I think we’re moving away from that. I do a lot of relationship coaching and get a lot of younger couples, early in their marriage or even pre-marriage, coming to me. I had a couple at Christmas who got married last year and were thinking of having children so they came to me to discover what they might experience and how they could strengthen their relationship and fire-proof it – which is super responsible of them.
Relationships need to be taken care of. We can’t just expect them to last. Think of it like a business – you wouldn’t let a business run down, so don’t let a marriage or relationship run down.
My partner won’t talk about our sex life at all, and refuses to come with me to counselling. What can I do?

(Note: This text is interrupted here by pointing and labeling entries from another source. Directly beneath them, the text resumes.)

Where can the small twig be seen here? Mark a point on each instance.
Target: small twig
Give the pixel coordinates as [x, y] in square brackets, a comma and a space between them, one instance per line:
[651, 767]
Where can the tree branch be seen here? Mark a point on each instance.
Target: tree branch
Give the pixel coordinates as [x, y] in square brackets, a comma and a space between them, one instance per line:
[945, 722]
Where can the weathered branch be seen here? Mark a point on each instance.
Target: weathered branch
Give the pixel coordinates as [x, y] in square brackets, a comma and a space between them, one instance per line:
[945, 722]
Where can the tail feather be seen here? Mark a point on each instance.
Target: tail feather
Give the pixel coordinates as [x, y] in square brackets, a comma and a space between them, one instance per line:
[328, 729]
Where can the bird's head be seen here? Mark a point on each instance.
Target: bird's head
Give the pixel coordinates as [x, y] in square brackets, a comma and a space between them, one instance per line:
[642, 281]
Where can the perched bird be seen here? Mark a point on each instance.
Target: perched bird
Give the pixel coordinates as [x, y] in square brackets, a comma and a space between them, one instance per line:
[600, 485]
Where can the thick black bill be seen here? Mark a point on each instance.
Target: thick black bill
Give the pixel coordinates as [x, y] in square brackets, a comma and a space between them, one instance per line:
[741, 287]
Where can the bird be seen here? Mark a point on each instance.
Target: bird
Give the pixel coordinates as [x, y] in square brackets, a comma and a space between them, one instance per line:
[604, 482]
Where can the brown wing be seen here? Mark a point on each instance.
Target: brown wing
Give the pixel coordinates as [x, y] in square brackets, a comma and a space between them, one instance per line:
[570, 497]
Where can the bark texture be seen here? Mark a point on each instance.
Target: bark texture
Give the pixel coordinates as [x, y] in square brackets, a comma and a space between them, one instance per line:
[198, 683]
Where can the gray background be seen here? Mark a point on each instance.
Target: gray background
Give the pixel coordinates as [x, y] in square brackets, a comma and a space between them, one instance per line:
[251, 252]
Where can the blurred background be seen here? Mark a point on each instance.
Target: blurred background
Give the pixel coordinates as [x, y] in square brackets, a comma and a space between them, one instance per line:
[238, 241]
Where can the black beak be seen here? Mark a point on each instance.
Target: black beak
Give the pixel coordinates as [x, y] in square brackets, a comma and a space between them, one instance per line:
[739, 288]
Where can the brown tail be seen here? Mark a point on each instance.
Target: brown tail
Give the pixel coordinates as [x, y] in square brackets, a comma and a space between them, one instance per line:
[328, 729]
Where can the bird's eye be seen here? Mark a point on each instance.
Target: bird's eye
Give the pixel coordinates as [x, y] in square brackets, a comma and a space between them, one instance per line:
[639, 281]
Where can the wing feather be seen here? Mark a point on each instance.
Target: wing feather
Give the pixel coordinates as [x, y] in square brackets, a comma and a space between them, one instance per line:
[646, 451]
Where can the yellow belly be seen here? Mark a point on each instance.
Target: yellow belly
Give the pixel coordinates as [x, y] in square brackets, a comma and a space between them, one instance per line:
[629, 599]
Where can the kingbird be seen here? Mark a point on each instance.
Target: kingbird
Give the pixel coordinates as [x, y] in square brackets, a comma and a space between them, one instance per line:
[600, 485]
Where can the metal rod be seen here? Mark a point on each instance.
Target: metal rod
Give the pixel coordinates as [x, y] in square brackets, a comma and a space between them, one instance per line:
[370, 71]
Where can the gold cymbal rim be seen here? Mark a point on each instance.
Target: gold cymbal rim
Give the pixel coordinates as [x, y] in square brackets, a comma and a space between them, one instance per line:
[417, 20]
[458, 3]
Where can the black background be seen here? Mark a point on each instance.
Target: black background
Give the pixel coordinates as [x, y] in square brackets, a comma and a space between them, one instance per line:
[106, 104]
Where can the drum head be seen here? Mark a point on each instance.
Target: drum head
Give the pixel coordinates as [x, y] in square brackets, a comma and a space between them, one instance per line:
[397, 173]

Usually what I’d suggest here is you come and see me, or another qualified therapist, and have a chat and do a bit of work. If one of you starts to change, by sheer force of that, everything else starts to change too. We also suggest that if one person comes to see us, we say to their partner come for just one session to help us look at this, and we can often develop a relationship from there. But it’s true that if both of you aren’t prepared to work on it, then there is a problem.
Are there any other ways I can entice my partner to open up and talk?
I often say to my clients if you’re worried something isn’t working, send your partner a text or an email! It sounds a bit weird but much like writing a letter, it gives you the space to say what you’re feeling. People text a lot – sexting has become really popular because there’s a divide, it’s not the real thing and it’s not wholly personal. The other thing I would suggest is sit them down and say look I’m feeling really stressed – can you help me? Don’t blame, make it a reasonable discussion and ask for their help.
How can we improve our intimacy?
I run workshops for couples called Playing with Intimacy because often people don’t really know how to be playful. Intimacy becomes scary. But intimacy is about being a bit silly, like kids. Go put on tiaras and fairy wings, dress up as cowboys, have a milkshake together. That’s the start of intimacy, to just be able to do that. It’s about being silly and childlike and vulnerable. Sex comes right at the end, it’s that touching and feeling and connecting that’s important. Anything that’s silly can help you connect, drink illuminated gin, put stardust in the bath. Don’t focus on the sex. Just try and connect. To bring somebody into a childlike place creates deep connection and requires a lot of trust.
Sex is actually the easy bit – anybody can do it. The more important thing is maintaining and sustaining long term relationships in a fun way. I think we hugely confuse sex with intimacy and they are two different things.
What if I just want a bit of excitement every now and again, like it was at the beginning – can we recreate that or is it about adjusting expectations?
There’s an argument out there that while you can recreate it, you can’t create the same thing. It is possible to get that feeling back and have a really good sex life, but it requires imagination and putting yourself consciously in that zone of, we’re together, we haven’t got the kids with us or work on our minds, and we’re just pleased to be meeting each other. In normal times I would often advise couples to go to a hotel bar and sit down, have a drink and just chat each other up. You can do that at home, on walks, or even just over a glass of wine at the bottom of the garden, yes, even if it’s freezing cold.
During Covid the enclosed space and lack of differentiation between work and home means everybody’s boundaries are intermingled and that’s wreaking havoc. You need to restructure firmly what is children time, what is work time, what is your time. Fit in movie time together, shower or bath together – make those moments happen. And each of you also need time on your own, because if you’re with another person all the time how can you possibly appreciate them?